Celebration
by Harry Crews
Simon & Schuster
The fact Harry Crews, at 61 years of age, continues to write this powerfully simply boggles the mind. Reading Celebration, his twentieth novel, you’d hardly guess it’s been three decades since this unlikeliest of authors crawled out from the swamps of Bacon County, GA, and into the putrid, hidden cesspools of our psyches. Best likened to a white-trash Hemmingway with a particularly black sense of humor, Crews has spent those 30 years writing harsh yet sympathetic tales of freaks and outcasts who’ve run out of options in a shitty, skewed world. Critics may lump him in with the Southern writers’ fraternity, but Pat Conroy he sure as hell ain’t.
I wouldn’t go so far as to declare Celebration Crews’ best work ever (that distinction’s probably reserved for The Knockout Artist or Body), but it’s definitely a strong addition to his resume. This time around, Crews’ setting is a Florida retirement home/trailer park called Forever and Ever. The owner of this particular park is Stump, a South Georgia cracker who survived a disillusioning stint in the Korean War, only to lose a hand in a farm machinery accident upon his return (hence the name). Subsequently abandoned by his wife, Stump used his settlement from the accident to buy Forever and Ever – unable to make any sense out of life, he’s content to surround himself with those whose lives are basically over.

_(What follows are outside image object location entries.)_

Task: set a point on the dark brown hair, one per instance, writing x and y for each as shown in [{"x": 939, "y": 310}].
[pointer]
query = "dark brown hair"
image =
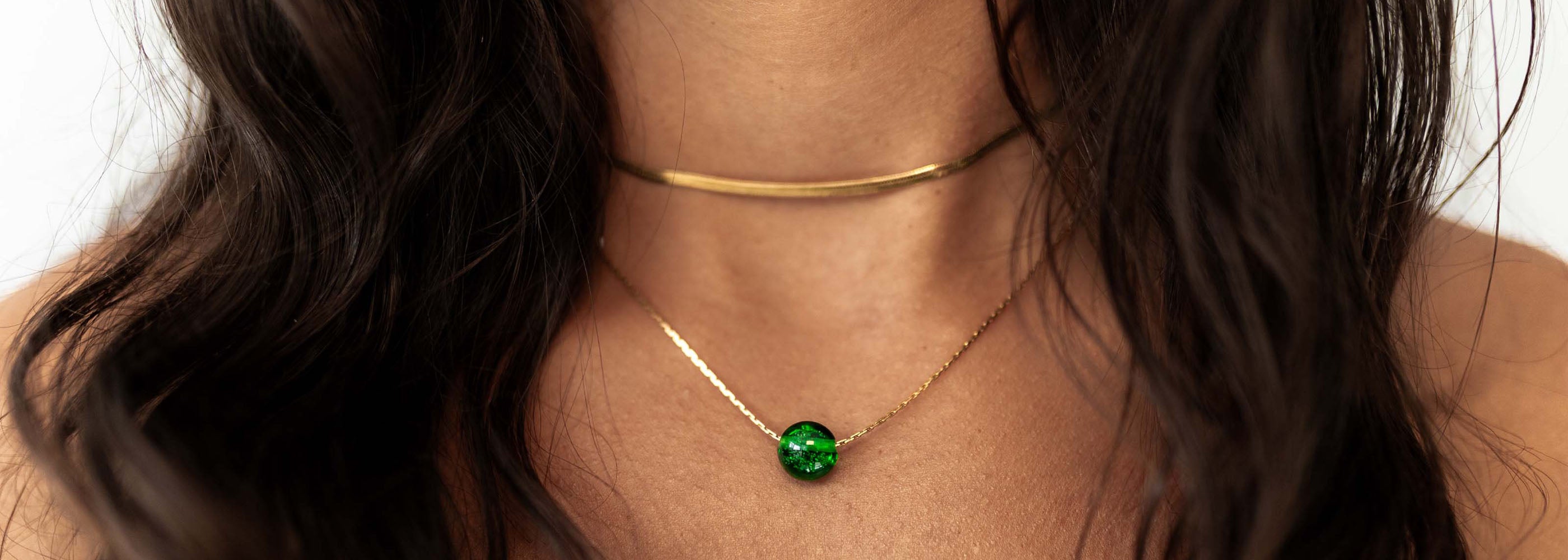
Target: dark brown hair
[{"x": 386, "y": 209}]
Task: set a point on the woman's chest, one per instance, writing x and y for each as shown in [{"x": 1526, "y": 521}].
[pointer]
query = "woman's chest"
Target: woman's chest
[{"x": 653, "y": 461}]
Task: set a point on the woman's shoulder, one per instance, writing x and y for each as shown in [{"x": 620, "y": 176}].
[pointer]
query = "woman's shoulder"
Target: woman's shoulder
[
  {"x": 1488, "y": 320},
  {"x": 35, "y": 526}
]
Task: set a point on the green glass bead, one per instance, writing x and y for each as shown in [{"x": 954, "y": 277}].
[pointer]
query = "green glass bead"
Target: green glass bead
[{"x": 808, "y": 451}]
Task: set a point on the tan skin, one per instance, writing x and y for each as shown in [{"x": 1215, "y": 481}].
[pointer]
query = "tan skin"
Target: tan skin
[{"x": 835, "y": 310}]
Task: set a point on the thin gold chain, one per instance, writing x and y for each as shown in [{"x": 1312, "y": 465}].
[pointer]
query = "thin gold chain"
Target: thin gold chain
[{"x": 702, "y": 366}]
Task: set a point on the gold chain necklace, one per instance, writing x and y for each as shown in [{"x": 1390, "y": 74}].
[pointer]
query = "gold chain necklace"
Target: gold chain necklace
[
  {"x": 813, "y": 189},
  {"x": 806, "y": 449}
]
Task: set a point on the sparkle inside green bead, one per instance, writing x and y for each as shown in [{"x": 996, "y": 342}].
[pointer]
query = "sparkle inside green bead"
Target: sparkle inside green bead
[{"x": 808, "y": 451}]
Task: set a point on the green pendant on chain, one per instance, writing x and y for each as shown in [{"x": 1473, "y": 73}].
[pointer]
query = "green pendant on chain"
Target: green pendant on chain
[{"x": 808, "y": 451}]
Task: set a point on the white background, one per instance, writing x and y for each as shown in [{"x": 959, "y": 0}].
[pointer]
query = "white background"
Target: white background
[{"x": 81, "y": 122}]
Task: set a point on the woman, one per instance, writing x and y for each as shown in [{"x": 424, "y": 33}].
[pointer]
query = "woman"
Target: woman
[{"x": 418, "y": 289}]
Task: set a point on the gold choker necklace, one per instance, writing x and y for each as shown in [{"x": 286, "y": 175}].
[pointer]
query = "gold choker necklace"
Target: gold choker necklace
[{"x": 814, "y": 189}]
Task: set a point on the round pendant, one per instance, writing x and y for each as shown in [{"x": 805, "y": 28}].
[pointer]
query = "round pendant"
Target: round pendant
[{"x": 808, "y": 451}]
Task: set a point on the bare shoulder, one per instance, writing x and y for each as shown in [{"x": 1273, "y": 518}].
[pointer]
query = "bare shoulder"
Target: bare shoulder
[
  {"x": 1492, "y": 335},
  {"x": 35, "y": 526}
]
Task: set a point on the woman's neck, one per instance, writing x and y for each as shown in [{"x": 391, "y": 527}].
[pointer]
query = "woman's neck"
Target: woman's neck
[{"x": 811, "y": 91}]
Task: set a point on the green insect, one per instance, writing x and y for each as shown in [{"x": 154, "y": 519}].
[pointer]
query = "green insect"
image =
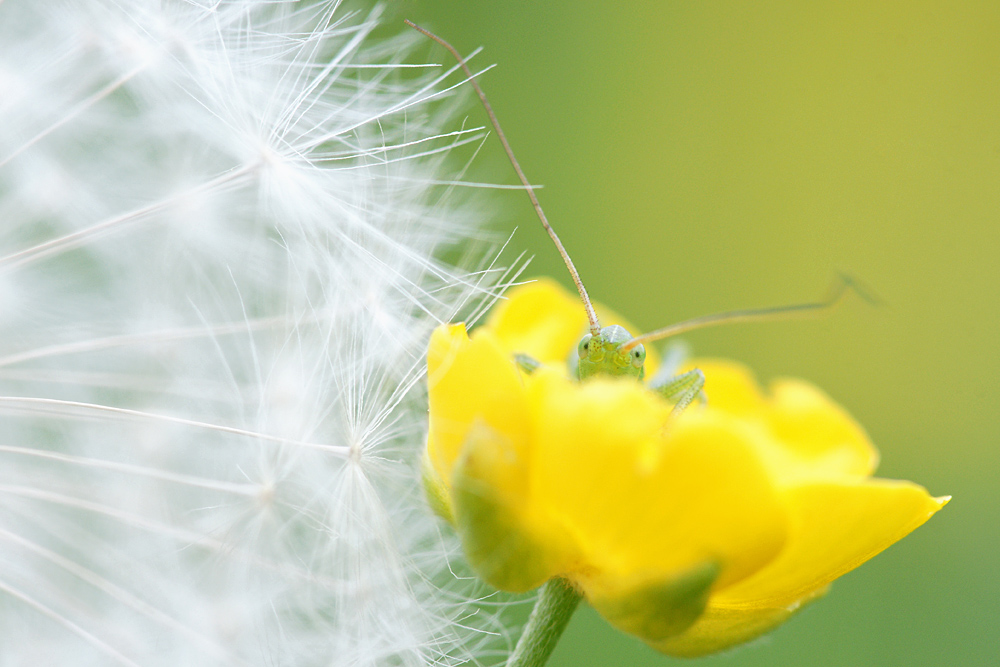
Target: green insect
[{"x": 612, "y": 350}]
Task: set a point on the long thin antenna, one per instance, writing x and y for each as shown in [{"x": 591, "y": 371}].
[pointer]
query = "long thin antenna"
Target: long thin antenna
[
  {"x": 595, "y": 326},
  {"x": 837, "y": 292}
]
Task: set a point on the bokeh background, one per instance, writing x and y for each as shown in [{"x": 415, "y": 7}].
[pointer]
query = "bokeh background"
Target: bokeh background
[{"x": 699, "y": 157}]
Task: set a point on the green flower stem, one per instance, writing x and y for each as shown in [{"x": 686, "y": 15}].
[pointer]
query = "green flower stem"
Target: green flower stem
[{"x": 555, "y": 606}]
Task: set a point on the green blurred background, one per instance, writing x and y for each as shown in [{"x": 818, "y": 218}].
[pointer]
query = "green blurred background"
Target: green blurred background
[{"x": 705, "y": 156}]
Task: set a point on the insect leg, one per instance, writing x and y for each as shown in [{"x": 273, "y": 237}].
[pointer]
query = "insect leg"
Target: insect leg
[
  {"x": 674, "y": 357},
  {"x": 682, "y": 390}
]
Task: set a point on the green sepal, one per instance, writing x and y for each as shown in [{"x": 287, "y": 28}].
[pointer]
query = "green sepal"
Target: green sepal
[
  {"x": 663, "y": 608},
  {"x": 494, "y": 537},
  {"x": 437, "y": 493},
  {"x": 722, "y": 628}
]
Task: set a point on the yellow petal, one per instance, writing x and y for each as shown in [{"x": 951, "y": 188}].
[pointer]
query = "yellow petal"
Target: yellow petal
[
  {"x": 729, "y": 386},
  {"x": 539, "y": 319},
  {"x": 640, "y": 504},
  {"x": 835, "y": 526},
  {"x": 803, "y": 433},
  {"x": 469, "y": 381},
  {"x": 822, "y": 439}
]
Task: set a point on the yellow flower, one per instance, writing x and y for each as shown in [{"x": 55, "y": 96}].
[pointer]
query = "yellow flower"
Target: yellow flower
[{"x": 693, "y": 538}]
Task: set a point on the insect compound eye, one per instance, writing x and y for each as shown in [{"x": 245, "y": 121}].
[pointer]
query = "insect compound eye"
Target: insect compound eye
[{"x": 638, "y": 356}]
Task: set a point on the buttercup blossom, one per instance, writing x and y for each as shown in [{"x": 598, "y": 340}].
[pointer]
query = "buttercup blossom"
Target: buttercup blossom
[{"x": 693, "y": 538}]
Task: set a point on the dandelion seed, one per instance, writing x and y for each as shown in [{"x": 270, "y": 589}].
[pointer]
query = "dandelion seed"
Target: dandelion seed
[{"x": 217, "y": 279}]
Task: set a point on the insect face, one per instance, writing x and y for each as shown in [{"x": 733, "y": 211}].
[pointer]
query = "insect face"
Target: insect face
[{"x": 602, "y": 354}]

However, this utopia of death gets a major jolt, courtesy of an 18-year-old dicktease known only as Too Much. Seemingly appearing out of nowhere, she shacks up with Stump, bringing him untold pleasure by transforming his nub into the ultimate sex toy. We soon learn that bringing joy and celebration to people who need it is Too Much’s self-proclaimed calling in life, and she wastes no time breathing life back into the residents of Forever and Ever – usually through some exploitation of her sexuality.
For Crews, who recently ended his long teaching career at the University of Florida, this subject matter no doubt hits close to home. But lest you fear he’s peddling some uplifting, “seize-the-day” pabulum, take heart – he hasn’t written a moderately-straightforward novel since Scar Lover, and that book featured Rastafarian communes in Jacksonville, for chrissakes. Someone – either the author himself or a reviewer, I don’t remember – once likened Crews’ storylines to a motel room. Everything appears to be on the up-and-up, so long as you don’t look too closely; if you do, then you deserve whatever happens. While Celebration doesn’t bask in the Orwellian craziness of Crews’ last book, The Mulching of America, there’s certainly creepy undertones to be found.
Specifically, as the plot progresses, Too Much’s motives start looking far more warped than humanitarian. Without spoiling anything, let’s just say she gets, er, unpleasant whenever people prove resistant to her plans. The zeal with which Too Much reforms Forever and Ever’s sorry state of affairs has two consequences. For one, it makes the residents increasingly zombie-like in their adoration of her. For another, it puts her on a collision course with Stump, who, despite his appreciation of Too Much’s “circus act” with him, isn’t about to put up with re-energized old farts. As you might expect, all of this leads to one of Crews’ surreal, macabre endings. Ingenious, to say the least.
Reportedly, Crews is already nearing the completion of novel number 21. If Celebration provides any kind of indication, we have a hell of a lot left to look forward to from this immensely talented man. Myself, I can hardly wait.